California projects to use storm water to recharge aquifers, USA

Sentinel-1 CSAR IW acquired on 21 October 2022 at 14:00:23 UTC
Sentinel-2 MSI acquired on 23 October 2022 at 18:44:29 UTC
Sentinel-1 CSAR IW acquired on 02 November 2022 at 14:00:23 UTC
Sentinel-1 CSAR IW acquired on 14 November 2022 at 14:00:23 UTC
Author(s): Sentinel Vision team, VisioTerra, France -
Keyword(s): Land, climate change, drought, irrigation, agriculture, infrastructure, cyclone, hurricane, drainage, hydrology, flood, risk prevention, Unites States
Fig. 1 - S1 (21.10.2022->14.11.2022) - California Central Valley, the breadbasket of the United States, is vulnerable to both drought and floods.

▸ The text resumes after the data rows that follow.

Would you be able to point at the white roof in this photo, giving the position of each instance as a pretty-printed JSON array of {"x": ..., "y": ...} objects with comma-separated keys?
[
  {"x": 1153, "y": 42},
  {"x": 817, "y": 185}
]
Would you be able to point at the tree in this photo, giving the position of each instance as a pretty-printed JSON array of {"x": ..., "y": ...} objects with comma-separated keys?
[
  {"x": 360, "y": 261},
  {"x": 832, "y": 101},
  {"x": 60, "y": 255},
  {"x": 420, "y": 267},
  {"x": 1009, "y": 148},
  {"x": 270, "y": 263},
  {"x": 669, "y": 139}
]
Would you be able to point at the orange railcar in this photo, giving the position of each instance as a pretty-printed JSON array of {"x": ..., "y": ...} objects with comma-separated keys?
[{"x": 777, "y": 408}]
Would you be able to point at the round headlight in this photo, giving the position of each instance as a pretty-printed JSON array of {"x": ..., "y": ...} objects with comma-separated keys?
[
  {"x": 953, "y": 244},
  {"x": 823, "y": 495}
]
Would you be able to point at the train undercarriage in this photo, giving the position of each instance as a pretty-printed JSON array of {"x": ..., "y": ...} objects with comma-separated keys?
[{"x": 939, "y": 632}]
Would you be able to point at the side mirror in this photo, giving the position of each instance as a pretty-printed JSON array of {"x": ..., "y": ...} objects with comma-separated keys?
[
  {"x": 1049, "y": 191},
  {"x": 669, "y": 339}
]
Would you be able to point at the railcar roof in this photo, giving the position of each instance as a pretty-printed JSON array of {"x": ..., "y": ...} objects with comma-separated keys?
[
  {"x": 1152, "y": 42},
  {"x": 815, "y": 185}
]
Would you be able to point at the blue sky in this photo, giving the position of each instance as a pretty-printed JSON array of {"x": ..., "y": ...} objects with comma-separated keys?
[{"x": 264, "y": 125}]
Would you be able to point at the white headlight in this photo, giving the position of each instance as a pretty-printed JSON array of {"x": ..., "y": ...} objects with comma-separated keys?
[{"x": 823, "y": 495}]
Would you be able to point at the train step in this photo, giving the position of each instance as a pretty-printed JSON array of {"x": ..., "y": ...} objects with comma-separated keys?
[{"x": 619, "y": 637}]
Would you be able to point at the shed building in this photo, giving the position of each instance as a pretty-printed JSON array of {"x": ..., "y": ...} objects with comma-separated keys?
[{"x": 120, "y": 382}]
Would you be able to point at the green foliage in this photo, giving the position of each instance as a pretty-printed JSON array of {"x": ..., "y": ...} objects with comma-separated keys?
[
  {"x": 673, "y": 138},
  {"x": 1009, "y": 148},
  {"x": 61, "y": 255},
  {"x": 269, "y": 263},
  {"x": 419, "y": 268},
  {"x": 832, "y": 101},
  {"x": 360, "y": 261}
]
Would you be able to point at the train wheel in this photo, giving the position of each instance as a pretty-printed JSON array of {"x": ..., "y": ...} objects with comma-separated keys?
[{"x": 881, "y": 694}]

A number of Californian residents ran out of potable water during the state's last big drought, which lasted from 2012 through 2016. The Californian irrigation system relied on damming and diverting rivers, and flooding canyons, damaging their ecosystems. Some areas have become too dry to farm some years and dangerously flooded in others.
Fig. 2 - S2 (23.10.2022) - In the case of the Huron pond, it will be located on fallowed farmland.
About 340 recharge systems have been proposed by water agencies in California. They will turn unused fields into large ponds to hold water so that it can percolate into the porous rock and earth below, creating or restoring an aquifer rather than rushing to the sea. Recharge systems will help to guide water underground to store it for residents as well as agriculture. Capturing runoff will also help protect the city from catastrophic floods and make water more affordable.